Aux grands désobéissants l'entreprise reconnaissante.

L'édito du n°23 de Socialter, en kiosque dès le 10 Juin.

Sous le règne de l’impératrice Marie-Thérèse d’Autriche, et ce jusqu’à la fin de la Première Guerre mondiale, la plus haute décoration de l’armée autrichienne était exclusivement réservée à une catégorie d’officiers: ceux qui, en désobéissant activement aux ordres du commandement, avaient pu changer le cours d'une bataille de leur propre initiative.

Difficile aujourd’hui de concevoir une telle règle dans les grandes entreprises et organisations hiérarchiques. Imaginez un seul instant votre boss vous dire: «Désobéis-moi. Si je vois après coup que tu avais raison, tu seras promu.» Et pourtant, cela ne vous pousserait-il pas à prendre plus de risques dans l’intérêt de l’organisation?

Cette autorisation à transgresser, certains ne l’ont pas attendue. Tiraillés entre une injonction toujours plus grande à innover, des process bureaucratiques contraignants et une organisation managériale en silo, des salariés d’un genre nouveau décident de bousculer les pratiques de l’intérieur. Qu’on les appelle «corporate hackers» ou simples rebelles bienveillants, ils ont à cœur de faire bouger les lignes en contournant les règles imposées, en détournant les moyens à leur disposition, en s’alliant à d’autres trublions motivés par le changement.
 

  • "Ils préfèrent trouver des solutions en sous-marin plutôt que d'attendre l'hypothéthique validation venue du haut."

  • Comme les pirates informatiques de la première heure, ils agissent pour le bien commun, dans le partage et la défiance envers l’autorité mal placée. Ils tirent leur légitimité de leurs actions et faits d’armes plutôt que de leur rang ou statut. Quitte à ce que cette singulière insubordination leur fasse courir un risque auprès de leur hiérarchie. Ils préfèrent agir sans mandat ni instruction et trouver des solutions en sous-marin plutôt que de rester les bras croisés, attendant l’hypothétique validation venue du haut.
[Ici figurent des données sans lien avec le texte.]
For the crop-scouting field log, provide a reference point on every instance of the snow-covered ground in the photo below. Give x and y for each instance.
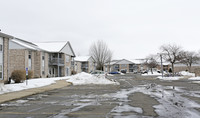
(194, 78)
(186, 73)
(169, 78)
(78, 79)
(85, 78)
(32, 83)
(150, 74)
    Si les choses avaient mal tourné, les officiers austro-hongrois n’étaient bien entendu pas décorés mais traduits devant la cour martiale pour désobéissance. Aux entreprises modernes de changer de posture, en «laissant faire» plus librement leurs collaborateurs et en leur accordant un droit –voire un devoir– à l’erreur. Leur transformation dans le bon sens en dépendra.